Taking a break from exercise is something that happens to everyone during their lives at some point or another. Covid-19 has forced sporting activities to stop however things are starting to normalise. 


We’ve made a step by step guide on how to get back into exercise from start to finish to make things as easy as we possibly could. It’s not an easy thing to do, but getting started is always the first step, and you’re certainly in the right place to do it.


STEP 1 – FIND WHY YOU STOPPED
One of the best things that you can do for yourself is to find out what made you stop exercising the first time. There are a lot of factors that can come into play when thinking about your reasons to stop. Some are inevitable, some not so much. 
Once you have managed to find the reason, you’re ready to move onto the next stage of the process of getting yourself back on track!

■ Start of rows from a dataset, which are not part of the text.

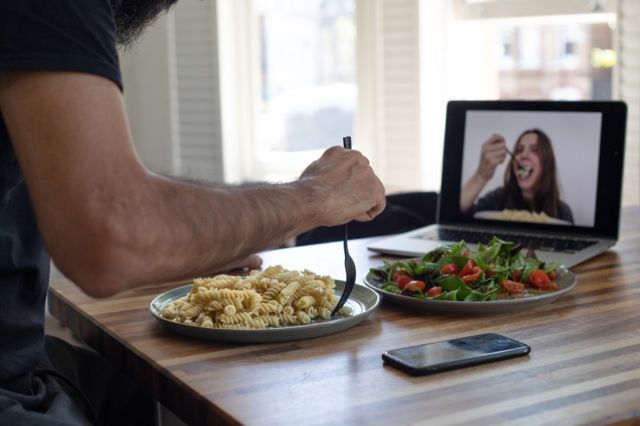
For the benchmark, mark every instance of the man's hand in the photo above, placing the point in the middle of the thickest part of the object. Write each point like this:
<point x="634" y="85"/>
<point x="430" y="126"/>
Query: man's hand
<point x="493" y="153"/>
<point x="346" y="185"/>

STEP 2 – BUILD YOUR MOTIVATION
The next step of your journey back to fitness is building up your motivation to help you find a reason to keep on training. It may even be the same as it was before you took the break, but now with a fresh attitude and some extra guidance, you can give yourself a fighting chance to stick at it and make fitness a healthy and enjoyable part of your life.


REMEMBER MUSCLE MEMORY
Your body has a genius way of keeping you in good condition even after your exercise thanks to the work you already put it. It’s an amazing concept to have at your disposal.
Muscle memory means that even if you haven’t trained in a long time, the extra cells that you did produce when you were training are still there in your body. They’re actually just waiting to be needed again. That gives you much faster progress than you would have seen the first time you were training, no matter if it was for strength training or for cardio.

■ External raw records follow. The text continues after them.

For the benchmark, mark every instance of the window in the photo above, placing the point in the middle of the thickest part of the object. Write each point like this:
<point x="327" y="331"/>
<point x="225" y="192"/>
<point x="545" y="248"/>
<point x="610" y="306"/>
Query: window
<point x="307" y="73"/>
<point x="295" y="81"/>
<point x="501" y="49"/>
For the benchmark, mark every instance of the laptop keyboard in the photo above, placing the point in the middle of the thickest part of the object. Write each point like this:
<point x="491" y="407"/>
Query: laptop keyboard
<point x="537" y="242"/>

STEP 3 – PROGRESSIVELY BUILD UP
You won’t walk in exactly where you left off. You can’t just walk into your gym and get back on the bench with the same weight you had when you left. Trying may actually be demotivating if you feel disappointed form the get-go. You’re muscle still needs time to build up, and your form or technique may well be off too, just like when you start something new. Start slowly and work your way back up or you are just asking for an injury to happen which may take you back out of your training quicker than you started it.


STEP 4 – PLAN AHEAD
Finally, one of the most important things for you to consider when you’re getting back into your training is to plan ahead. Getting used to putting time aside for your fitness can be really challenging after a long time off as you often have other things that will be filling up your time. 


KEEP IN MIND

Remember to take things at your own pace, and don’t expect instant gratification. Fitness is a hard thing to master and needs to be a long-term situation, not a short-term fix to get to where you want to be.
Only you can control how you’ll train, but with the right attitude and the right knowledge, you can get back into a routine in no time at all and it will feel like second nature.